Sesler yaşamın, sözlerse sevginin habercileriydi.
O sabah, son zamanlarda yaptığım gibi yürüyüşe çıkmıştım. Adımlarımı atarken dinlemeye koyulduğum kuru yaprakların sesi, kuşların kimi zaman öfkeli, kimi zaman keyifli muhabbetleri, yapay çimlere adım attığımda başkalaşan o ses ve yürüyüş yolundaki teyzenin koluna taktığı anahtarın şıkırdayan melodisiyle karışan çapraz çantamın fermuarının tuttuğu tempo…

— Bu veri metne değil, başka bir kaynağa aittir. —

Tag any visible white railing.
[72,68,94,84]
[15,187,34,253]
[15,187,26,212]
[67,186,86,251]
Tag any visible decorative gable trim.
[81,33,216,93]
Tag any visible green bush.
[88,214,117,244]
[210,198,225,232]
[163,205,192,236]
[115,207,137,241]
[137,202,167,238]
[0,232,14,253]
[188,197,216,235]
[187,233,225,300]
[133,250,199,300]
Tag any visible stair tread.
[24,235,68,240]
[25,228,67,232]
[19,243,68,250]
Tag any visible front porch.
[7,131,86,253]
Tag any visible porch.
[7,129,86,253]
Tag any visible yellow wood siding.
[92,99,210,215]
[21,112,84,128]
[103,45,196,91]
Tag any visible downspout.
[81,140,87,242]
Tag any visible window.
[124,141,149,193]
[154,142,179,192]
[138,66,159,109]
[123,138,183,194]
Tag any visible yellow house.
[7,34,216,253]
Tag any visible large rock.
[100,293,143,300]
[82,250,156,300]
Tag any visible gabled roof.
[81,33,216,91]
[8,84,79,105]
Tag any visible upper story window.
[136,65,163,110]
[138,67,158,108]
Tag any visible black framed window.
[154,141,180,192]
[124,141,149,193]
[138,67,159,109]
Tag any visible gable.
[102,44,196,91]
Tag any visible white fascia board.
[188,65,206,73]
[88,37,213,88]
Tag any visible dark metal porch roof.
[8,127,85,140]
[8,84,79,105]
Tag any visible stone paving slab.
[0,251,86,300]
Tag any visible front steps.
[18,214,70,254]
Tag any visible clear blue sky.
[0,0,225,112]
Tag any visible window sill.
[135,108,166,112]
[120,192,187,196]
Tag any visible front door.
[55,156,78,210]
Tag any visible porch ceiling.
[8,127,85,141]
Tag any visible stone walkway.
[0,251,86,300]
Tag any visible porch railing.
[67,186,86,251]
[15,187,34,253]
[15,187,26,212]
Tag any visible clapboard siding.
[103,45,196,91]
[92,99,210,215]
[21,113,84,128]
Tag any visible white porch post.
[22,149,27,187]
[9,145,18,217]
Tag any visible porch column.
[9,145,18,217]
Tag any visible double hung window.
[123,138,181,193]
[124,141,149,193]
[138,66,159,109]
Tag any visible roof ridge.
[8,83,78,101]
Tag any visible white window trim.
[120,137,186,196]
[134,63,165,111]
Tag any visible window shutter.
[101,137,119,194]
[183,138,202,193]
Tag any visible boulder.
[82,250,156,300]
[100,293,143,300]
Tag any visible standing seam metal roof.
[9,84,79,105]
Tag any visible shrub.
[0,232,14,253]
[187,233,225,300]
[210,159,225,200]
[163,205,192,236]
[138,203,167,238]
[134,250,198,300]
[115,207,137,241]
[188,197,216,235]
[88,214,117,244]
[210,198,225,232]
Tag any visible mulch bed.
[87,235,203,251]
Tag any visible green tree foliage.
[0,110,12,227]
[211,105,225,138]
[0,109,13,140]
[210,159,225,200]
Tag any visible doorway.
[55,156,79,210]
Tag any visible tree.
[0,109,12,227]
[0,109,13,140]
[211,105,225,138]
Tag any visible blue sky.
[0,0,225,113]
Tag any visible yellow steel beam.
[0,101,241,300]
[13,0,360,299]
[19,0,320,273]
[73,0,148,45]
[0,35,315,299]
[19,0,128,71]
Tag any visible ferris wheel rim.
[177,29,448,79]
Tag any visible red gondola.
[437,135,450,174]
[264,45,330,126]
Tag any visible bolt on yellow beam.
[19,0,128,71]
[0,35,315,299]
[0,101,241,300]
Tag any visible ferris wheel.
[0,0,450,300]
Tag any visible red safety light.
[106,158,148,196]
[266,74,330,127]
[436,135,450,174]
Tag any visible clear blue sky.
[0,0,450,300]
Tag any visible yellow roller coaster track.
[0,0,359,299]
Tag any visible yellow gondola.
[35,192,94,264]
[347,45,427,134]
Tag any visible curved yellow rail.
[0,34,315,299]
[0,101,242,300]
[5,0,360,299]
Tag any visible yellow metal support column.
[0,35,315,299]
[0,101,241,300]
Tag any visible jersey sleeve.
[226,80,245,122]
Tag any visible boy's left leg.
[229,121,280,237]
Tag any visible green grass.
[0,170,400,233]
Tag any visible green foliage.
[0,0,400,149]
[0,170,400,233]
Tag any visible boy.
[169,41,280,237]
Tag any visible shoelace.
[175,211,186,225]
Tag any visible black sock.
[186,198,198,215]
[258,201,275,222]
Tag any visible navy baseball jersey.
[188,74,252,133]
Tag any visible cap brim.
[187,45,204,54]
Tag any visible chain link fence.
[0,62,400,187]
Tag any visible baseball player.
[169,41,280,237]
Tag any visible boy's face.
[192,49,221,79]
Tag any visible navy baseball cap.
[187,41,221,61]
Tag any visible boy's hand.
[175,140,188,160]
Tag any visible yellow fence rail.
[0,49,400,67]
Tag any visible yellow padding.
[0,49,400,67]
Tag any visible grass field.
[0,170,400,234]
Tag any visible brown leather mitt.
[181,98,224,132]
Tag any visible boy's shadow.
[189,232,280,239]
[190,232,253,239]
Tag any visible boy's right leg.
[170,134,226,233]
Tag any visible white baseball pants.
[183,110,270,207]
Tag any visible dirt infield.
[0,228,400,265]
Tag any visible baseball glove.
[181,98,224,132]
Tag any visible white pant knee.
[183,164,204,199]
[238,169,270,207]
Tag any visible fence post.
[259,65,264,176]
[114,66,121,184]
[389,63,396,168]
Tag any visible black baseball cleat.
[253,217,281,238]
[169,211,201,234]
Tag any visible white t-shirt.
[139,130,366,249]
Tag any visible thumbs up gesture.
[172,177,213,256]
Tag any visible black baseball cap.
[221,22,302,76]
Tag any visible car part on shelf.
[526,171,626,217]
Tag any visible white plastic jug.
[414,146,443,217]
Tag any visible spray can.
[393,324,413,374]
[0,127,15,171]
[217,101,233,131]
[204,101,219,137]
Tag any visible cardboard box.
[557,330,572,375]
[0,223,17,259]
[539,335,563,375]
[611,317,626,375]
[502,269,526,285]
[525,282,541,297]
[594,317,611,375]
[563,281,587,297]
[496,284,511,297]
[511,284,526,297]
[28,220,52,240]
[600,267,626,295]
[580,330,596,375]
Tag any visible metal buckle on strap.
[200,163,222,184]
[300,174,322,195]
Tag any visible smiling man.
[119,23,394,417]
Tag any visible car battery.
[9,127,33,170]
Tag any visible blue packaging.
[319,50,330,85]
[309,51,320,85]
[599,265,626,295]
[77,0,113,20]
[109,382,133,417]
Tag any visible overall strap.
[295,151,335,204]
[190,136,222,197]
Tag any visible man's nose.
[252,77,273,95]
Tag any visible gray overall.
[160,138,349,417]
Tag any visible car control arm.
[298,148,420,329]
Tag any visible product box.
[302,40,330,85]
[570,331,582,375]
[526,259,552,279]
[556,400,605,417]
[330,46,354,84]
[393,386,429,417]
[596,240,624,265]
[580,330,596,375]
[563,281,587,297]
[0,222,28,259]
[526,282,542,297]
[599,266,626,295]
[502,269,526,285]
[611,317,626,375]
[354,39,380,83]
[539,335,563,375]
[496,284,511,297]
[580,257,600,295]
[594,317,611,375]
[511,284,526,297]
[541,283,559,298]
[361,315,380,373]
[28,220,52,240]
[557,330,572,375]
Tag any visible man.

İşte tüm bunlar yaşamın sesleriydi.
Bunlara odaklanmış yürürken, önümdeki merdivenlerden yola, renkli şortu ve pembe tişörtüyle bir kadın indi. Önümden yürüyünce, istemsizce bacaklarındaki varisleri gördüm; yine de dinç duran vücudunu fark ettim. Karşıdan, hemen hemen aynı yaşlarda olduklarını düşündüğüm 60-65 yaşlarında bir beyefendi yaklaşarak, sakin bir tonla “Geç kaldın.” dedi. Kadınsa “Daha saat sekiz.” diyerek gülümsedi. Bana göre amca sayılacak yaştaki bu beyefendi, kadının elini tuttu ve el ele yürümeye devam ettiler. Arkalarından bakarken özenmedim desem yalan olurdu. Maşallah derken de bizi geçirdim aklımdan. Şimdilerde bile, yapmayı sanki unuttuğumuz bir şey gibi geldi aklıma bu davranışları. O yaşlarda daha da zor desem de, yaşamın ne getireceği belli değildi. Belki de insanlar yaş aldıkça daha bir kıymetli oluyordu ilişkiler; sevgi bağı zamanla güçlenir miydi sahi?
Sonra düşündüm… Yakın zamanda, doğum günümde o günü bir sahil parkında tamamladık, yürürken elimi tuttu eşim. Yakınlaştı. Haksızlık ettiğimi düşündüm ona. Esasında iyi adamdı, hoş adamdı; ya biraz sinirliydi işte. Bile bile evlenmiştim. Bu seçim bana aitti. Ben de çok sakin sayılmazdım ya, hayat zamanla inceden bir sakinlik, bir dinginlik nasip ediyordu sanki.
Sabretmeyi, sakin kalmayı deneyimlemek beraberinde bir sürü güzellik getiriyordu; kısa süreli denemelerimde görmüştüm bunu aslında. Yine de insan her zaman aynı dinginlikte kalamıyordu işte.
Kulağım yine teyzenin bir bileklik gibi koluna taktığı anahtarların sesine kaydı. O sırada oturduğum merdivenlerde doğa öylesine huzur verirken, insanın elinde olmadan ortaya öylece bırakıverdikleri dengeyi bozuyordu. Bir anlamda elindeydi de insanın; işte insanoğlu “istemeden oldu” demekle yetiniyordu genelde.
İstemeden olmasaydı da, isteyerek daha güzelini yapsaydık nasıl olurdu peki? İsteyerek alıverseydik yerdeki çöpü yahut hiç atmasaydık. İsteyerek bir kap su koysaydık da kapımızın önündeki kaba kedisi, köpeği, kuşu yararlansaydı. İsteyerek dalını bükmektense sarılsaydık mesela bir ağaca. İsteyerek izleseydik gökyüzünü. Ve doyasıya dinleseydik, rengârenk seslerin cümbüşünü.
Çünkü yaşamak sadece nefes almak değil. Yaşamak, duymak… dokunmak… hissetmek.
Yaşamak, elimizi uzatıp bir yüreğe dokunabilmek.
Ve bazen en büyük mucize, sadece “Seni seviyorum.” diyebilmek.
Hadi, hayatın sesini biraz daha açalım şimdi. Kulak verdik mi çalan şarkıya? “Sarıl.” diyor sıkıca yanında durana, kimsecikler yok mu o hâlde aç kollarını, kendini sarıp sarmala. Kendine şefkatten geçer dünyaya açılan o aydınlık yol… Sarıl da açılsın tüm yollar, tüm tepeler düze çıksın hikâyenin sonunda.